The current offer is half in cash and half in stock, with a modest 19 percent premium over the value of Norfolk Southern shares when news of a possible deal broke last week. CP says combining the two railroads will produce at least $1.8 billion of annual savings, which works out to a present value of around $12.6 billion, after taxes and using a multiple of 10. The Canadian company also suggests the deal could generate tax savings and better service.
The premium of about $4.5 billion looks light, though, especially considering CP would end up in control. Subtracting that amount from projected savings leaves $8 billion for all shareholders. Current CP investors would own 59 percent of the merged firms, meaning they would get about $5 billion. There’s clearly room to sweeten the offer and still provide them with a hefty return.

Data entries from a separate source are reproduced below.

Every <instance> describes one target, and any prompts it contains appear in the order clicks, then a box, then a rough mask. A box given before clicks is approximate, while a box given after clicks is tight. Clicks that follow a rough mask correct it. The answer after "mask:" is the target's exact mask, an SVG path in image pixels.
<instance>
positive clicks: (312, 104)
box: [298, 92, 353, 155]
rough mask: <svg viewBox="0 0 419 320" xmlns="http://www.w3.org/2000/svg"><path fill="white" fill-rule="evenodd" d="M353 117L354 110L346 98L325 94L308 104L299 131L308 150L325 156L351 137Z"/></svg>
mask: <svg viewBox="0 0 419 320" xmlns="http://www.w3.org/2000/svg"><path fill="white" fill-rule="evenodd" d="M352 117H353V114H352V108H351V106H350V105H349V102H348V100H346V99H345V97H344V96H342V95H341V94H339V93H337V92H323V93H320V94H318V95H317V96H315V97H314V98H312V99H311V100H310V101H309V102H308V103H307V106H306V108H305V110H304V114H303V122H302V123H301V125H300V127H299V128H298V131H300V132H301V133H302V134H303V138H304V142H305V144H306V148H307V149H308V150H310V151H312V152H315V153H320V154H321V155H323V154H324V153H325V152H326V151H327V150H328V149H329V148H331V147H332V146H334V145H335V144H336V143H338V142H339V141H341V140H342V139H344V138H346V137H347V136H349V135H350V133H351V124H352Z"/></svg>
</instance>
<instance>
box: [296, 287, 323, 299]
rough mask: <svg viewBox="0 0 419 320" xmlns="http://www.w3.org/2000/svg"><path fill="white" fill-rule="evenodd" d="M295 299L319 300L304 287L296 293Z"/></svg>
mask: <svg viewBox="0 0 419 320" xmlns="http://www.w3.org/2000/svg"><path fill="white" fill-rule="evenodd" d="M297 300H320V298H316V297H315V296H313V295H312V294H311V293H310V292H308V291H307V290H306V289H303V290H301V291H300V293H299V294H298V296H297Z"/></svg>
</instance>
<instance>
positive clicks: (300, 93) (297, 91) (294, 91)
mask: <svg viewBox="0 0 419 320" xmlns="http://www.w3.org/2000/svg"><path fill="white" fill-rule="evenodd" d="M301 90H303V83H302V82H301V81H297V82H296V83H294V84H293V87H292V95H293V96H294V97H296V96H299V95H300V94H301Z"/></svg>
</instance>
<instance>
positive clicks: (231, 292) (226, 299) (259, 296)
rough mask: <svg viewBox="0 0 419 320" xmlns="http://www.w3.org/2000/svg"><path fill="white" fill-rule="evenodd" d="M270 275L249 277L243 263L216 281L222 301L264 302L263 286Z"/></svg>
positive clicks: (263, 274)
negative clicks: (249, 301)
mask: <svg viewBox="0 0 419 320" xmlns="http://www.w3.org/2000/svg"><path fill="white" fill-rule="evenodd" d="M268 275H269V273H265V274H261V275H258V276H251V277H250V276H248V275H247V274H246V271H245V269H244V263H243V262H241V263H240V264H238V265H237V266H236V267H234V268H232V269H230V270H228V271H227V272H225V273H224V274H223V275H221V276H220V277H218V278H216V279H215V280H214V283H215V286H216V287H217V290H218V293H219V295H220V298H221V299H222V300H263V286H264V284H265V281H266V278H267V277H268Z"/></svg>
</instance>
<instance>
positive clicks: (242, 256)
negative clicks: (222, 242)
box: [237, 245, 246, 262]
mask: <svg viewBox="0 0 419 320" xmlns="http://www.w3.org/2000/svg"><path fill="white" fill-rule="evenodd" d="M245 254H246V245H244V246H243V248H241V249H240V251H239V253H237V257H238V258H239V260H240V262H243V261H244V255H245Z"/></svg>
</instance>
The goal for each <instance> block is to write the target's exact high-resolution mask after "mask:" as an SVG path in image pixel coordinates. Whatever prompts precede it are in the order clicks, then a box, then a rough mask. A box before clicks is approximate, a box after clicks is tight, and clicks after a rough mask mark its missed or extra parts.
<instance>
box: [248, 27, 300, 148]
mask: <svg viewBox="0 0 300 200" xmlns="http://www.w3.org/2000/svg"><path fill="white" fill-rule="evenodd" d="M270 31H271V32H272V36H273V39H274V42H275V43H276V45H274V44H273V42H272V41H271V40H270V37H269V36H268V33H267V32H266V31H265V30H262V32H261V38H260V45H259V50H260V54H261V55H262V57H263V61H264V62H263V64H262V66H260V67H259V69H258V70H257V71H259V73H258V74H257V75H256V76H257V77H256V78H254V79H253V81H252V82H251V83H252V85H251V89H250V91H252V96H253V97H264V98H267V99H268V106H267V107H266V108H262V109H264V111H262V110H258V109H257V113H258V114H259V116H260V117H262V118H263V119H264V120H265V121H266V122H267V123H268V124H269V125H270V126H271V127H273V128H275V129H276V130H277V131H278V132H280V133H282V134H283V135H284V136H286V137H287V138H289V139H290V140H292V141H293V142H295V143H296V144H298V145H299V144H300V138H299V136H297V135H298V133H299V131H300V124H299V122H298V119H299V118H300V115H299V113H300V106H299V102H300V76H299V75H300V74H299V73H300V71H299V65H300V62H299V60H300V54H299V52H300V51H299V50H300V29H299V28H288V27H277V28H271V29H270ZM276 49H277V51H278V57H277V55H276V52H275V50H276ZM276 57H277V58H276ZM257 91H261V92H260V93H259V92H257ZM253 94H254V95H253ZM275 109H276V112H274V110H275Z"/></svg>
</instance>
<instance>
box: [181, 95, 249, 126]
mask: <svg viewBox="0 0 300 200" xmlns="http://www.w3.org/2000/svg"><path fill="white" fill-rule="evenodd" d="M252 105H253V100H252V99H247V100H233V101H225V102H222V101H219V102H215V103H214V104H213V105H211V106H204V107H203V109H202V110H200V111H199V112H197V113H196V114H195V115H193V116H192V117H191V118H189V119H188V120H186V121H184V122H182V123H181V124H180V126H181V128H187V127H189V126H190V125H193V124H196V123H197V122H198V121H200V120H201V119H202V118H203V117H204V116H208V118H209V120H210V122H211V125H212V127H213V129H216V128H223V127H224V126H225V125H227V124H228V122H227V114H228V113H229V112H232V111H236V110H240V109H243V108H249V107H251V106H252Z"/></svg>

Norfolk Southern has given the bid a cool reception, highlighting the real possibility that trustbusters and other regulators would derail a transaction, which in any event wouldn’t close until late 2017 at the earliest. The U.S. Surface Transportation Board, for example, only approves railroad mergers that are in the public interest – a tough standard to meet. About 15 years ago, it squelched a similarly large cross-border rail deal.
CP says it plans to allay those concerns with commitments to do things like letting competitors use its tracks if service falls short. Too many concessions, though, and the deal loses its economic justification. At the very least, CP will probably have to deliver a bigger premium. Otherwise, the regulatory hurdles alone could make this merger tough to bring into the station.